Here is where the bed becomes useful: "We knew the dance. We knew every step of the dance. I had no idea bodies could memorize anything so well. We were terrible and inebriated and the plastic-wrapped mattress was less grounding than the surface of the moon but it was the deluxe moment when your external life sees your internal life and therefore sees you at your best. The Hindi lyrics I'd heard hundreds of times burst from my lips like a formula" (156). I'll end with this one because it gives me so much pleasure. Rounded characters, as opposed to flat characters, always contain contradictions, just as real people do. Nell has been a consistently judgmental observer up to this point, but her behavior at this party (where the kiss was glimpsed) is completely surprising, though believable. The party is at Joan's house where Nell, Carlo, Tom, and Nell's good friend Mishti have gathered. At this point, the reader knows that Nell and Mishti are fans of Bollywood and have spent many afternoons together watching the popular Indian movies. When the mattress arrives, in the middle of the party, Carlo drops it down onto the floor, and Nell and Mishti spontaneously start to dance on the top of it, mimicking the moves they know so well from the movies, singing some kind of Bollywood anthem. And it is so true that a "deluxe moment" is when a person can take a chance and reveal an unknown part of her life to people who only know her from the outside, that is, with her clothes on. Knight touches on something very dear to me, basically, that dancing expresses a person's private aspirations (i.e. to inhabit the music, to fling off the stiff and awkward outside self) and for that reason, it is immensely revealing of the naked, private self to people who know you only as a clothed and circumspect person.

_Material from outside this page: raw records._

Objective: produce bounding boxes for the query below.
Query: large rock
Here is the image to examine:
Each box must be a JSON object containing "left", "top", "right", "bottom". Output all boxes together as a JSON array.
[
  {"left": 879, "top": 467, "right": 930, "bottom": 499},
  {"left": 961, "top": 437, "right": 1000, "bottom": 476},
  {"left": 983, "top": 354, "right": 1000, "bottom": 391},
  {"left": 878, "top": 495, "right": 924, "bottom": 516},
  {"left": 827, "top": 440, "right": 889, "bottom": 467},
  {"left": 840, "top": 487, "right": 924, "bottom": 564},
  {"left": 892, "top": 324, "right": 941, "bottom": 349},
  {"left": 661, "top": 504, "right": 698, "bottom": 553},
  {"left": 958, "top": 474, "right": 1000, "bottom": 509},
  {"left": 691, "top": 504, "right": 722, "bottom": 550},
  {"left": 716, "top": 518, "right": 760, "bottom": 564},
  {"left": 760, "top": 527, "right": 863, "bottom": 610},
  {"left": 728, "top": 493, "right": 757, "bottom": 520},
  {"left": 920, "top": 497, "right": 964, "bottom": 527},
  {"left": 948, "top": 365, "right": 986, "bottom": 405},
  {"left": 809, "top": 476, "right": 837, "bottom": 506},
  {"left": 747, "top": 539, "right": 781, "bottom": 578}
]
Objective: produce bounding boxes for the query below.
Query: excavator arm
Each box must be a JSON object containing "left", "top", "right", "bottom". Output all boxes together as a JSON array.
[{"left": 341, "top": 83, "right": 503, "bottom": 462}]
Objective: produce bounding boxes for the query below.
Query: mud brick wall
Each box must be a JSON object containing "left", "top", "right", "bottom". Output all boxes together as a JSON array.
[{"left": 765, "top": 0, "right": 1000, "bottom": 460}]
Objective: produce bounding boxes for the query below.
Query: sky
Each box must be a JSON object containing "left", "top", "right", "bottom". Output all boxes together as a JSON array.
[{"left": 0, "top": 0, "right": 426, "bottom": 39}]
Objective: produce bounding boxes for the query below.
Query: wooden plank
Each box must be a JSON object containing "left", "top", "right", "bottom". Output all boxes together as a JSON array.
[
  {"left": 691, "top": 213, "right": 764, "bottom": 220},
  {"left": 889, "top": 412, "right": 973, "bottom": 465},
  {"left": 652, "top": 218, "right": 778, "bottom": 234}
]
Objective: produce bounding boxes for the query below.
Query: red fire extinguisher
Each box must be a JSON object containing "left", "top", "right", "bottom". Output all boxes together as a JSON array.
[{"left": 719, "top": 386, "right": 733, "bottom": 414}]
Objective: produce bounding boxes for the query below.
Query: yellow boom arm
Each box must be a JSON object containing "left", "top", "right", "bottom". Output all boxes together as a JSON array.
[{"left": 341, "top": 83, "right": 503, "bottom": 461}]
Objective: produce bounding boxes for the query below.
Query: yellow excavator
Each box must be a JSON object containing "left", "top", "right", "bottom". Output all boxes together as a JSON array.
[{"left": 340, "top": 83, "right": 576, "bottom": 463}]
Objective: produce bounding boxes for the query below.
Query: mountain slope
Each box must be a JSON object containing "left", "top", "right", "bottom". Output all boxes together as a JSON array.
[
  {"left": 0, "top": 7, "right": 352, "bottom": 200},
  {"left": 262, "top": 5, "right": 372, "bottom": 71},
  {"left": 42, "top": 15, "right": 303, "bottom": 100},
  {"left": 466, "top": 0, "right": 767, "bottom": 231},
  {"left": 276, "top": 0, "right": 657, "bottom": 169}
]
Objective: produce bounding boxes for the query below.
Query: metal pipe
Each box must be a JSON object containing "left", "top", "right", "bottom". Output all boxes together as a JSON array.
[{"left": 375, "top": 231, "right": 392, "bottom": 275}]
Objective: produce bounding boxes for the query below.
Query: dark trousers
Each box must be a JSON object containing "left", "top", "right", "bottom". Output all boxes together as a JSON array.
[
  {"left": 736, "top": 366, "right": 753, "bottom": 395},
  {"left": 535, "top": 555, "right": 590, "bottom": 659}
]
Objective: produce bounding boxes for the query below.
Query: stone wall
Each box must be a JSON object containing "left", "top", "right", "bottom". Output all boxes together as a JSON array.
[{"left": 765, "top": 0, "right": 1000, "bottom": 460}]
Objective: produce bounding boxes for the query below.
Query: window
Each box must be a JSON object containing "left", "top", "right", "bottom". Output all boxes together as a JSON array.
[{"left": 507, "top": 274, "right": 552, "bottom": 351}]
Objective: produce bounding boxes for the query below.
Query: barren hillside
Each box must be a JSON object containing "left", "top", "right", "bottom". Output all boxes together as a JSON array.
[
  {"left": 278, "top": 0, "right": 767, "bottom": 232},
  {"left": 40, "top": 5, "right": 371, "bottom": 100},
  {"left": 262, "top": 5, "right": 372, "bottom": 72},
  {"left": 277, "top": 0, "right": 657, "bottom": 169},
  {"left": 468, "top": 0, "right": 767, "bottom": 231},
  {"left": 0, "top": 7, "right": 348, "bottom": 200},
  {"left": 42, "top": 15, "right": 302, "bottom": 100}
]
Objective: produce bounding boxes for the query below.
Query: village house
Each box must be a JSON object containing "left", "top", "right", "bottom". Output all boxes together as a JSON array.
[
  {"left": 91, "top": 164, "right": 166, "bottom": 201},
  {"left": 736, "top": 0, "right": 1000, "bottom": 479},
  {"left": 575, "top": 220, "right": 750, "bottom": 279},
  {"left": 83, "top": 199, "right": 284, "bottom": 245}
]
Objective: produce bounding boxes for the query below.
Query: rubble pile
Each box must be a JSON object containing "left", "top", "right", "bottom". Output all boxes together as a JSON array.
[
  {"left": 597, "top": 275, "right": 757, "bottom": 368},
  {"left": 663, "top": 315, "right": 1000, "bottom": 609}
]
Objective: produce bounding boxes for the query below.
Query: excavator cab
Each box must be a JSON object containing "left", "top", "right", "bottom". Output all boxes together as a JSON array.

So, what can be learned from this voice-heavy novel? What I take away is that voice alone can drive narrative because, after all, voice is character distilled down to the essential. The other bit that the examples I've chosen illustrate, is humor. I've mentioned this several times and want to offer an insight now that I've come to the end of my remarks. What's apparent to me is that when the voice is this extreme and serious, this honest and to the point, it becomes very funny, almost in spite of itself. And this kind of accidental humor, appearing regularly in sentences like the ones I've quoted, is glorious.
Knight, Rebecca Dinerstein. Hex. New York: Penguin, 2021.